Prosecutor-General Montealegre agreed that narcotrafficking, “which served as an instrument for carrying out crimes during the conflict,” should be included in a transitional justice framework. So, he said, should “crimes against humanity.”
Internal-Affairs Chief Ordóñez disagreed on that latter point. Colombia’s Constitutional Court has ruled, he said, “that there can be no connectedness with political crimes with respect to crimes against humanity.” Citing the court, Ordóñez also claimed that it is still possible that a demobilized guerrilla could be extradited, to the United States or elsewhere, for a “connected” political crime like narcotrafficking.
The FARC’s victims
“Victims” is the current topic on the government-FARC negotiating agenda. Its resolution hinges in large part on the guerrillas’ clearly acknowledging their responsibility to their victims, and committing to truth and reparations.
Chief negotiator De la Calle made clear that this hasn’t happened yet. He criticized “vacillation in the FARC’s recognition about its victims. A stable, unqualified recognition is needed.”
Internal-Affairs Chief Ordóñez said that FARC members must compensate their victims “with all the money that they have illegally obtained” through drug trafficking, land theft, and other activity. “Without delivery of the money they have accumulated, there will be no transitional justice.”
Is there time for a referendum?
Another pending issue is how to ratify an eventual peace accord. The FARC have called for a constitutional convention to rewrite Colombia’s constitution. The government wants something quicker and more limited: a referendum in which the Colombian people vote to approve or disapprove the accords.
If that referendum is to occur, it will need a good voter turnout.
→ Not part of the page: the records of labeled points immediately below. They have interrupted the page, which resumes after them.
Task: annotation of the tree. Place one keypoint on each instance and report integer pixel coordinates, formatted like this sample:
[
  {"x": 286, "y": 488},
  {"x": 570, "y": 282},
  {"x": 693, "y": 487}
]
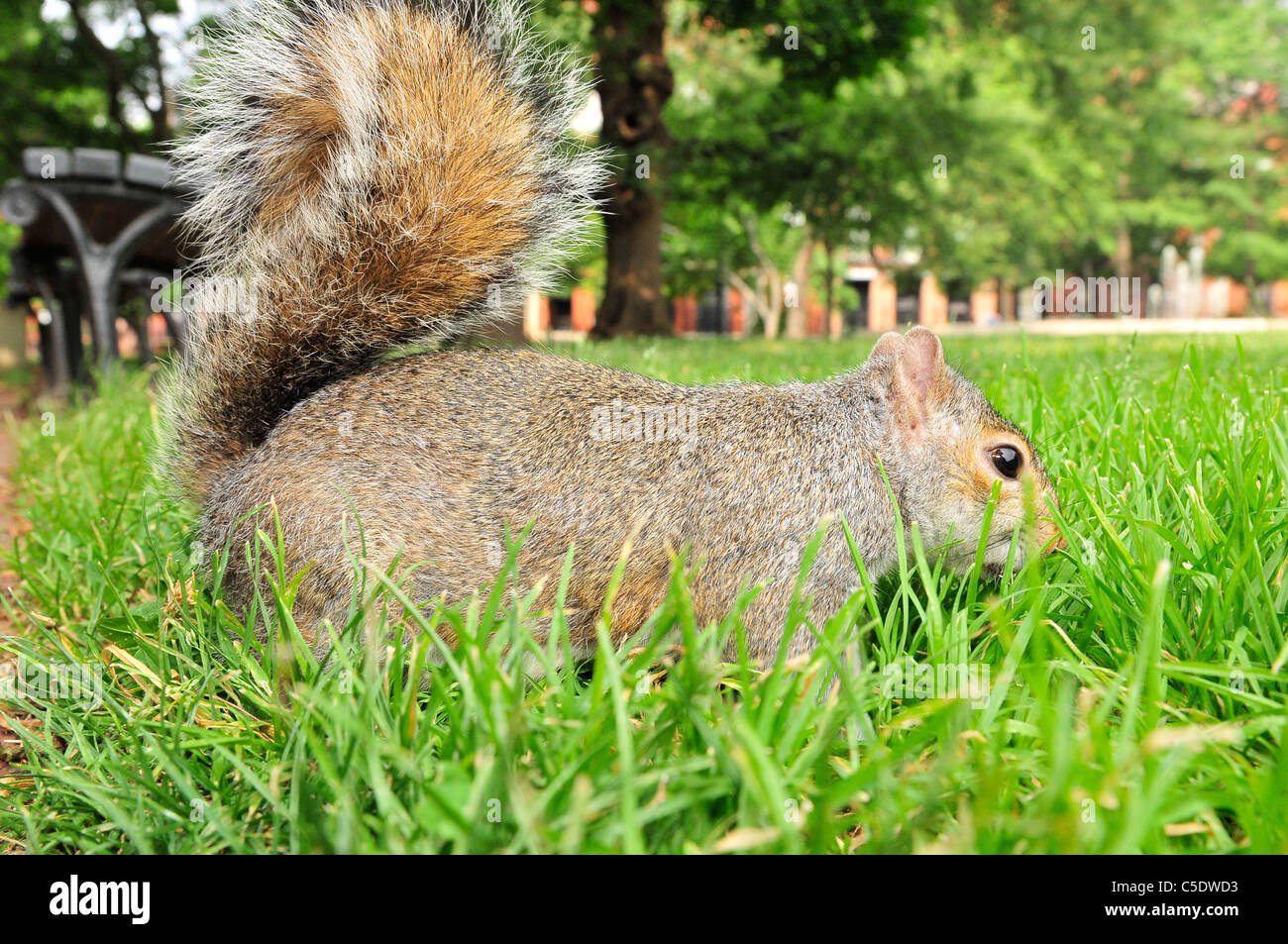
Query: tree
[{"x": 814, "y": 46}]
Otherwise, voters motivated by opposition to the accord might turn out in larger numbers to vote “no.” Colombia’s government won a small victory in October when the Constitutional Court ruled that a peace referendum could be held concurrently with another election, thus guaranteeing greater overall turnout.
However, the only national election scheduled between now and March 2018 is less than a year away: the country’s October 16, 2015 vote for new governors, mayors, councils, and departmental legislatures. That places a sort of soft deadline on the peace process.
Senator Roy Barreras, who chairs the Colombian Senate’s Peace Committee, saw a strong likelihood that the negotiators might miss this referendum opportunity. Organizing a referendum, he argued, requires over a month of review in the Congress, four months of review by the Constitutional Court, and three months of preparation in the Electoral Registry. That timeline would require the government and FARC to reach an accord by March 16 of next year, four months from now—a very unlikely outcome.
If Barreras is correct, and the option of a referendum without a concurrent election is off the table, then the negotiators may need to find another formula for ratifying the accord. A limited constitutional convention, focusing only on the accords’ content, might be another option. The possibility appears in a letter written last week by Former President Álvaro Uribe, who has otherwise been an outspoken critic of the current peace talks.